La Martinique, la Guadeloupe, La Réunion et Mayotte concentrent l’essentiel du volcanisme actif français. Ces territoires sont soumis à une surveillance permanente, avec des dispositifs de prévention sophistiqués. En Guyane, ce type de dispositif volcanique n’a aucune raison d’exister — le contexte géodynamique est fondamentalement différent.
Ce qui est intéressant, c’est que cette stabilité ancienne est précisément ce qui rend la Guyane si précieuse scientifiquement. Pendant que d’autres territoires se construisent et se transforment, le bouclier guyanais observe, immobile, depuis des milliards d’années.
Ce que la comparaison géologique nous apprend sur les risques naturels
Comprendre les risques naturels d’un territoire commence par comprendre sa géologie profonde. En Guyane, les risques liés aux mouvements de terrain, aux inondations fluviales et à l’érosion côtière sont bien plus prégnants que tout risque volcanique ou sismique majeur.
Les terrains argileux des plaines côtières sont particulièrement sensibles aux variations hydrologiques et aux cycles de sécheresse-inondation. Les alluvions fluviatiles, en constante évolution, modifient régulièrement le tracé des rivières et les zones habitables en périphérie des grands fleuves.
C’est cette réalité géologique — moins spectaculaire qu’un volcan, mais tout aussi importante — qui structure profondément l’aménagement du territoire et les pratiques agricoles en Guyane.
Y a-t-il des volcans actifs en Guyane ?
Non, la Guyane ne possède aucun volcan actif. Le territoire repose sur le bouclier guyanais, une formation précambrienne très ancienne et stable, loin des zones de subduction qui génèrent le volcanisme actif. Les dernières activités volcaniques sur ce territoire remontent à environ 2 milliards d’années.

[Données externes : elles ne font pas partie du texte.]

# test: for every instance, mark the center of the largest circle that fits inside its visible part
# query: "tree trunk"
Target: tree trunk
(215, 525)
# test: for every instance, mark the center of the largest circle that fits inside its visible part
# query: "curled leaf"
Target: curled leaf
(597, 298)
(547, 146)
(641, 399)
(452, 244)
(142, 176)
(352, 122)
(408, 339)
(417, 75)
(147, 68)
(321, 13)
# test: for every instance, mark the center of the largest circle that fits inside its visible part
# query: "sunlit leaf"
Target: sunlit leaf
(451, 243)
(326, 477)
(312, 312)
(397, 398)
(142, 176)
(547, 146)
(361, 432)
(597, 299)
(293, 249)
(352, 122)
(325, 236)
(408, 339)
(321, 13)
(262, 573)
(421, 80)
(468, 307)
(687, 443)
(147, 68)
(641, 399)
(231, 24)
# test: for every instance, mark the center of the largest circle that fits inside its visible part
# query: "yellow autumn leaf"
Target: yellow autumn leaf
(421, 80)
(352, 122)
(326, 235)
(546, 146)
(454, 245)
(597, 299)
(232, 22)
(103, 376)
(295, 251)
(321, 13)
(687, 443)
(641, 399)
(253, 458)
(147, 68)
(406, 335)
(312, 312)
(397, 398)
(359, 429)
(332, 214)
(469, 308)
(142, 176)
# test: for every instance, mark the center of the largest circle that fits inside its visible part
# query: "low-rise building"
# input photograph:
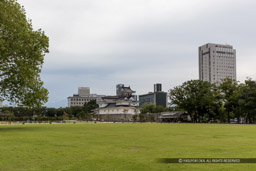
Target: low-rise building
(118, 108)
(83, 97)
(158, 97)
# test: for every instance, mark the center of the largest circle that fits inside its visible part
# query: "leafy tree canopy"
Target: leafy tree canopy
(22, 52)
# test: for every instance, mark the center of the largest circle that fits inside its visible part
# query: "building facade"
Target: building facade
(83, 97)
(158, 97)
(119, 108)
(217, 62)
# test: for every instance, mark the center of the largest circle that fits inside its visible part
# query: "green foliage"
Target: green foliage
(134, 117)
(147, 108)
(90, 106)
(196, 97)
(207, 102)
(142, 117)
(22, 52)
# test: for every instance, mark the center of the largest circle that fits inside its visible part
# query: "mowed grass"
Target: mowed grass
(123, 146)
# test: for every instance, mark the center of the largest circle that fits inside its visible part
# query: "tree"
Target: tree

Quelles traces du volcanisme ancien peut-on observer en Guyane ?
Les principales traces visibles sont les ceintures de roches vertes, présentes dans une bande allant de Maripasoula à Camopi. Ces formations résultent de l’accumulation de laves et de cendres volcaniques transformées par le métamorphisme. Les massifs tabulaires coiffés de cuirasses latéritiques sont également des vestiges de cette activité ancienne.

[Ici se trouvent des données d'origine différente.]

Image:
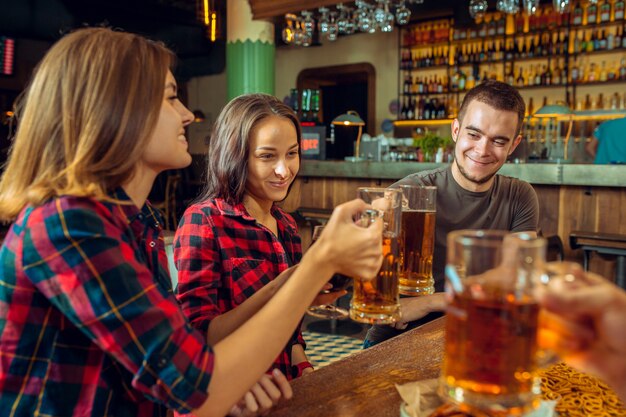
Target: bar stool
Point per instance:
(604, 244)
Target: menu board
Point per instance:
(7, 54)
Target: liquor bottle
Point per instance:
(605, 11)
(601, 41)
(577, 15)
(619, 10)
(603, 73)
(557, 74)
(610, 39)
(575, 73)
(519, 81)
(592, 13)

Quels sont les véritables risques naturels en Guyane ?
Les principaux risques naturels en Guyane concernent les inondations fluviales, l’érosion côtière et les mouvements de terrain liés aux argiles marines des plaines littorales. Le risque volcanique ou sismique majeur est quasi inexistant en raison de la stabilité tectonique du craton amazonien sur lequel repose le territoire.

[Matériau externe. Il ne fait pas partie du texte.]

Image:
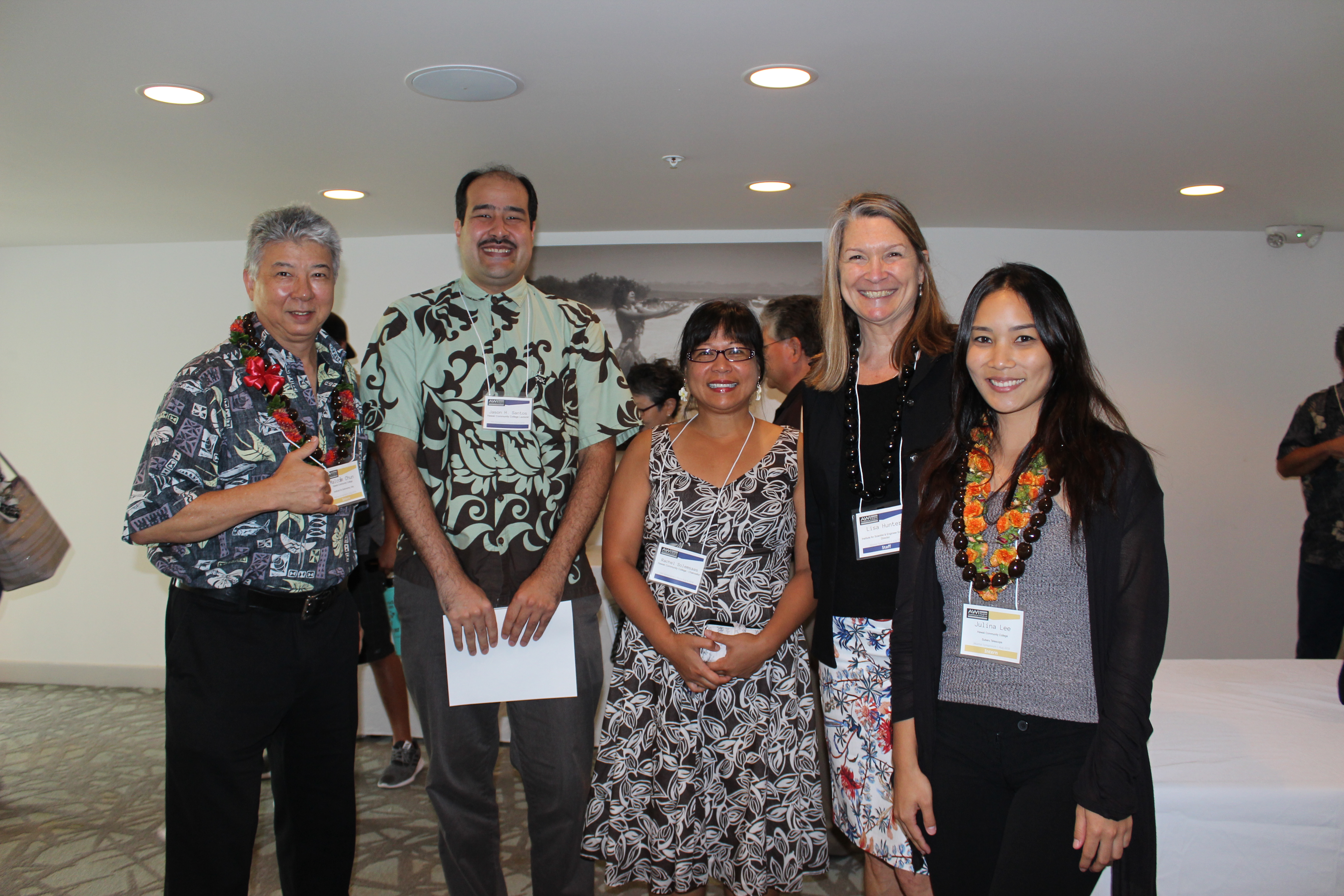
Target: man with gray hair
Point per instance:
(245, 496)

Pourquoi les ceintures de roches vertes sont-elles importantes pour l’or guyanais ?
Les ceintures de roches vertes sont directement associées aux gisements aurifères en Guyane. Ces formations volcaniques anciennes créent des conditions géochimiques favorables à la concentration de l’or dans le sous-sol. C’est ce lien géologique qui explique en partie l’intensité de l’activité minière et de l’orpaillage dans certaines zones du territoire.
Où peut-on explorer le patrimoine géologique de la Guyane ?
Le Parc amazonien de Guyane est le principal espace de valorisation du patrimoine géologique. Le massif des Mitaraka, les sommets tabulaires des Éméritlons et les ceintures de roches vertes entre Maripasoula et Camopi sont des sites remarquables. Un guide des curiosités géologiques de la Guyane, publié en 2018, est disponible pour accompagner les explorateurs.